Stereographic projection...A more concise explanation?

Question

I have been looking at stereographic projections in books, online but they all seem...I don't know how else to put this, but very pedantic yet skipping the details of calculations.

Say, I have a problem here which asks;

Let $n \geq 1$ and put $S^n=\{(x_0,x_1...,x_n) \in \mathbb{R}^{n+1}|{x_0}^2+...+{x_n}^2=1\}$ (So I understand this is a unit sphere in $n+1$ dimensions). Let $P=\{(1,0,...,0)\}$ and consider $S^n$\ $P$ and $Y=\{(y_0...y_n)\in \mathbb{R}^{n+1}|y_0=0\}$ both with Euclidean metric. Thus $X$ is an $n$-sphere with a point removed and $Y \cong \mathbb{R}^n$.

That is the set up. The problem I don't know how to approach is,

$i$) For $x=(x_0,...,x_n) \in X$ and let $f(x)$ be a unique point of $Y$ such that $P=(1,0...0)$ and $x$, $f(x)$ are collinear. So, find $ \lambda(x)$ such that $f(x)=\lambda(x)P+(1-\lambda(x))x$ fo some $\lambda(x) \in \mathbb{R}$.

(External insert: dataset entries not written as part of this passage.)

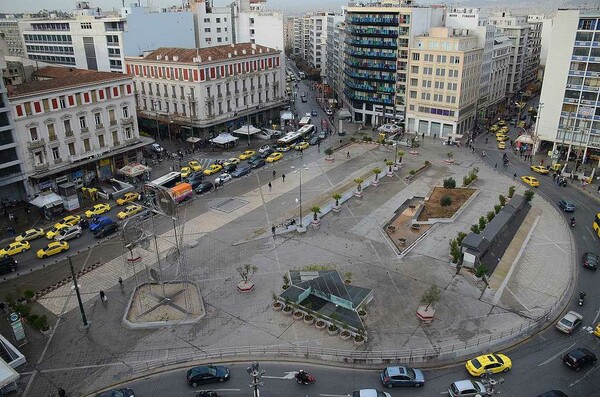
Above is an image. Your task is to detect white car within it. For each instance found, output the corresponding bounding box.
[215,172,233,185]
[258,145,271,154]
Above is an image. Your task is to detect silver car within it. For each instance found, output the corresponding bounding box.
[54,225,82,241]
[556,310,583,334]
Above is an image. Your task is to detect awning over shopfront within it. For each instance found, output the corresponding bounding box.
[29,191,63,208]
[210,134,239,145]
[233,125,260,135]
[119,163,152,178]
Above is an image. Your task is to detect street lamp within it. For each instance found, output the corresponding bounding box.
[290,164,308,228]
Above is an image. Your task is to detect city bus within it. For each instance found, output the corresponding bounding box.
[298,124,316,138]
[277,131,302,146]
[298,117,311,127]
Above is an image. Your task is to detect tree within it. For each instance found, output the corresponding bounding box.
[354,178,365,192]
[331,193,342,207]
[310,205,321,221]
[420,284,442,310]
[371,167,381,180]
[236,263,258,282]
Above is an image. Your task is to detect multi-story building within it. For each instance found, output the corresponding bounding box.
[344,0,444,124]
[126,43,287,137]
[8,66,146,196]
[0,39,26,200]
[19,2,125,73]
[0,19,25,57]
[406,27,483,138]
[534,9,600,168]
[489,12,541,100]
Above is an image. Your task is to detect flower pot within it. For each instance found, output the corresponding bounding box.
[315,320,327,331]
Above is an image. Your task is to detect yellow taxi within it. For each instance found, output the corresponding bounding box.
[521,176,540,187]
[240,150,256,160]
[465,353,512,376]
[294,141,309,150]
[46,223,70,240]
[204,164,223,175]
[117,192,140,205]
[36,240,69,259]
[531,164,550,175]
[117,204,143,219]
[15,228,44,242]
[223,157,240,166]
[188,160,202,172]
[267,152,283,163]
[179,167,192,178]
[54,215,81,226]
[85,203,110,218]
[0,241,31,258]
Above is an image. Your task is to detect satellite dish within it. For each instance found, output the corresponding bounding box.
[155,188,177,216]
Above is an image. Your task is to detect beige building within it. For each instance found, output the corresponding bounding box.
[406,27,483,138]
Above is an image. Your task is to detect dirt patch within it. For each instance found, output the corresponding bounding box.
[418,187,475,221]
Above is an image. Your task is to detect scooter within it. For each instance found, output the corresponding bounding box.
[295,374,317,385]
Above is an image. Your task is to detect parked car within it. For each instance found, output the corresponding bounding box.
[563,347,598,371]
[558,200,575,212]
[194,181,214,194]
[36,241,69,259]
[54,225,83,241]
[96,389,135,397]
[187,365,229,387]
[582,252,598,270]
[94,223,119,238]
[231,165,252,178]
[556,310,583,334]
[381,367,425,388]
[90,216,114,234]
[448,379,486,397]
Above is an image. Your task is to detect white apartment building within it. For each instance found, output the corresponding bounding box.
[489,12,541,100]
[534,9,600,166]
[19,2,125,73]
[406,27,483,139]
[126,43,287,137]
[9,66,146,196]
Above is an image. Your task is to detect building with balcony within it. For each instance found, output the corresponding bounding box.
[8,66,145,196]
[126,43,287,138]
[534,9,600,167]
[406,27,483,139]
[489,12,541,101]
[0,40,27,200]
[19,2,125,73]
[343,0,444,125]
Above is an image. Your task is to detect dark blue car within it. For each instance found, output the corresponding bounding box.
[90,216,115,233]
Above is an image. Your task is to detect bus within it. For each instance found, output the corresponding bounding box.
[298,117,311,127]
[298,124,316,138]
[277,131,302,146]
[144,172,182,194]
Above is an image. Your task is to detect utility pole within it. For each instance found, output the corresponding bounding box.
[67,256,90,328]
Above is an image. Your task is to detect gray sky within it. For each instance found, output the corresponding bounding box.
[0,0,440,13]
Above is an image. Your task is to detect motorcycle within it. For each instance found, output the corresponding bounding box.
[295,372,317,385]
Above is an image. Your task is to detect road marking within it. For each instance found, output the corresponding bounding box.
[538,343,576,367]
[569,366,600,387]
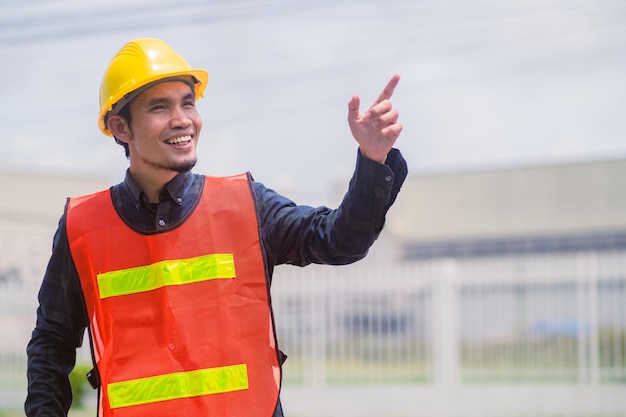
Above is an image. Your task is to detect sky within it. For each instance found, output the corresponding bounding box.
[0,0,626,203]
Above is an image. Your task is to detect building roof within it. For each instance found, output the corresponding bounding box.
[387,159,626,244]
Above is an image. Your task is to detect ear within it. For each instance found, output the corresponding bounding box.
[107,114,131,143]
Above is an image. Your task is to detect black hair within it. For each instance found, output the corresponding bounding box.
[113,103,132,158]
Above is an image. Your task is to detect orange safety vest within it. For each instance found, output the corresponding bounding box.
[67,174,281,417]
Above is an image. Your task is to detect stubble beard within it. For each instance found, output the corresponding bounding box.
[142,157,198,174]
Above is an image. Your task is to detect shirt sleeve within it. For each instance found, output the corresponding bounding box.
[254,149,408,268]
[24,216,86,417]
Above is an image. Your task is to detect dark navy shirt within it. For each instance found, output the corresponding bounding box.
[25,149,407,417]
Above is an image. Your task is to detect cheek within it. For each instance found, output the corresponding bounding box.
[194,113,202,133]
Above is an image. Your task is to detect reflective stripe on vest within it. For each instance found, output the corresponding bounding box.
[98,254,235,298]
[107,364,248,408]
[66,175,281,417]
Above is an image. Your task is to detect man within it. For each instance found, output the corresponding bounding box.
[25,38,407,417]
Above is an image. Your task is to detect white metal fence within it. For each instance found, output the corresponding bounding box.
[0,251,626,417]
[273,251,626,417]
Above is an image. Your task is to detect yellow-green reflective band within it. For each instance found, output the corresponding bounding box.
[98,254,235,298]
[107,363,248,409]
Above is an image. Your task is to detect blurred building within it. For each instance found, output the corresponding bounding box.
[0,170,109,410]
[387,159,626,261]
[0,159,626,417]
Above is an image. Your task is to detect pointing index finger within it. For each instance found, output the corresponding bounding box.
[374,74,400,104]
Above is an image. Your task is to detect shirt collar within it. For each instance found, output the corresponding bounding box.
[124,169,193,210]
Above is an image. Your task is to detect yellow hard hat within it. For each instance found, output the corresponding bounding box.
[98,38,209,136]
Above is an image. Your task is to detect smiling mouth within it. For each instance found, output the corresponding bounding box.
[165,135,191,145]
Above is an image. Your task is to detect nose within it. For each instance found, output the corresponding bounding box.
[170,106,193,128]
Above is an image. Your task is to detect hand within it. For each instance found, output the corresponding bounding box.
[348,74,402,164]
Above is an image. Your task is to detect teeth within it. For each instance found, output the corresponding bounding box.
[165,135,191,145]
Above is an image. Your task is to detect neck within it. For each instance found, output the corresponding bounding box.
[130,167,178,203]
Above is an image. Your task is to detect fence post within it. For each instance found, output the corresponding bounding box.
[433,259,460,391]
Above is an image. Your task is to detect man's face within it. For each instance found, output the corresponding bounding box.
[124,81,202,175]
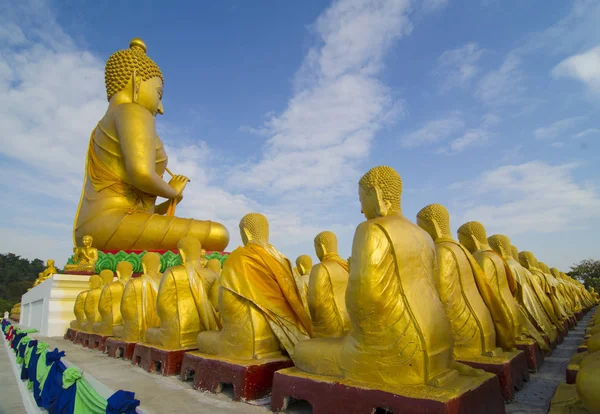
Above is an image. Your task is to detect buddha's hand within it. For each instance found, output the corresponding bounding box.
[169,175,190,202]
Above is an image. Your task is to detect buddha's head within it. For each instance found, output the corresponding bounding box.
[314,231,337,261]
[519,251,539,269]
[240,213,269,246]
[458,221,489,253]
[100,269,115,285]
[296,254,312,276]
[104,38,164,116]
[142,252,160,276]
[358,166,402,220]
[177,236,203,263]
[206,259,221,275]
[417,204,452,241]
[88,275,102,289]
[488,234,512,259]
[510,245,519,262]
[116,261,133,282]
[82,235,94,248]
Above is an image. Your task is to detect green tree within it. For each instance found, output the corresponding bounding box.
[569,259,600,292]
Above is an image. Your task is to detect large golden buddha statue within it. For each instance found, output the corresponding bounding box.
[113,252,162,342]
[417,204,516,359]
[146,236,221,350]
[93,262,133,336]
[488,234,556,352]
[70,275,102,330]
[458,221,527,341]
[294,166,474,388]
[198,213,311,360]
[73,39,229,251]
[65,235,98,272]
[81,269,115,332]
[308,231,350,338]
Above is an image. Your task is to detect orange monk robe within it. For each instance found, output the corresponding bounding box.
[219,242,311,359]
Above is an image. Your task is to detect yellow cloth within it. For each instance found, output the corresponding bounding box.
[219,242,311,359]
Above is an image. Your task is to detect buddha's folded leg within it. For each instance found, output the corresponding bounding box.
[294,338,344,377]
[75,209,229,251]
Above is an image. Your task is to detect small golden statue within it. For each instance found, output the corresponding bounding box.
[80,269,115,333]
[113,252,162,342]
[73,39,229,251]
[198,213,311,360]
[417,204,516,359]
[308,231,350,338]
[93,262,133,336]
[33,259,58,287]
[65,235,98,272]
[71,275,102,330]
[292,166,480,390]
[146,237,221,350]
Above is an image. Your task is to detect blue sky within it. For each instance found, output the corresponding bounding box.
[0,0,600,270]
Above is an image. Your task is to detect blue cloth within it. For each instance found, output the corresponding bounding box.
[106,390,140,414]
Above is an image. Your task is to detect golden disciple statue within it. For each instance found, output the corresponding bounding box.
[73,39,229,251]
[113,252,162,342]
[294,166,474,392]
[488,234,556,352]
[146,236,221,350]
[33,259,58,287]
[417,204,516,359]
[65,235,98,272]
[81,269,114,332]
[71,275,102,329]
[198,213,311,360]
[308,231,350,338]
[458,221,527,341]
[93,262,133,336]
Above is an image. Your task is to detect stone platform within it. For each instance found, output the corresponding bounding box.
[457,351,529,402]
[131,343,196,377]
[271,367,505,414]
[180,352,294,401]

$ii$) For $y=(y_0,...y_n) \in Y$ let $g(y)$ be a unique point of $X$ such that $(1,0,...,0)$, $y$ and $g(y)$ are collinear, by similar method to $i$), find a formula for $g(y)$.

$iii$) Prove that $f : X \rightarrow Y$ and $g : Y \rightarrow X$ are inverse to each other and deduce that $X$ is homeomorphic to $Y$

Leaving aside part iii, I don't get how to do i. I have seen some examples on removing the North Pole(which is NOT my case) but then the equation for $f(x)$ appears out of nowhere in those cases. I don't know where and how they were obtained, no explanations and steps were given.

So, $\lambda(x)$ is a real number or, at least a scalar I understand. Given my conditions, I tried substituting the points to the given collinear form but found only that $\frac{y_0-x_0}{1-x_0} = \lambda(x)$ and also $\frac{x_i-y_i}{x_i} = \lambda(x)$ unless $i=0$. Which doesn't make sense to me, as I found well, 2 different $\lambda(x)$s (haven't I??)

I just don't get this stereographic projection thing "analytically". I have seen pictures and diagrams which visualises it and that's all very nice but algebraically/analytically, I cannot make sense of it.

Would anyone care helping me out at all?? Thank you so much....

Answer 1

For part i) you have to find the point of the line (Px) that lies in the hyperplane $x_0=0$, i. e. you have to solve for $$\lambda +(1-\lambda)x_0=0,\tag{1}$$ since the straight line $(Px)$ has a parametic representation: $$\lambda(1 ,0,\dots,0)+(1-\lambda)(x_0,x_1,\dots,x_n)=\bigl(\lambda +(1-\lambda)x_0, (1-\lambda)x_1, \dots,(1-\lambda)x_n\bigr).$$ Solving for $\lambda$ in $(1)$, we get $$\lambda=\frac{x_0}{x_0-1}.$$

Answer 2

The point of finding equations with $\lambda(x)$ and individual coordinates $x_k$ and $y_k$ is that you do not already know what all the values of all the coordinates are. You may have been given the coordinates $(x_0, \ldots, x_n)$ but not the coordinates $(y_0, \ldots, y_n)$, and you want to find those coordinates.

Or in other words, given the stereographic projection as defined in the question, and the coordinates of a point $x \in X$, find the coordinates of $f(x)$.

So initially, you do not know $y_i$ in general, and you cannot use $\frac{x_i - y_i}{x_i} = \lambda(x)$ to derive $\lambda(x)$. But you do know from the definition of the projection that $y_0 = 0$, so you can use $\frac{y_0 - x_0}{1 - x_0} = \lambda(x)$ to find $\lambda(x)$, and then for $i\neq 0$ you can use $\frac{x_i - y_i}{x_i} = \lambda(x)$ with the known value of $\lambda(x)$ to derive the (previously unknown) value of $y_i$.

If you did know the values of all the coordinates already, that is, if you were given then coordinates $(x_0, \ldots, x_n)$ of $x$ and the coordinates $(y_0, \ldots, y_n)$ of $f(x)$, then the $n+1$ equations of the form $\frac{y_0 - x_0}{1 - x_0} = \lambda(x)$ and $\frac{x_i - y_i}{x_i} = \lambda(x)$ must all agree on the same value of $\lambda(x)$. If solving any of these equations for $\lambda(x)$ resulted in a value of $\lambda(x)$ different from the value that solves any other equation, the points you were given would not be a correct stereographic projection.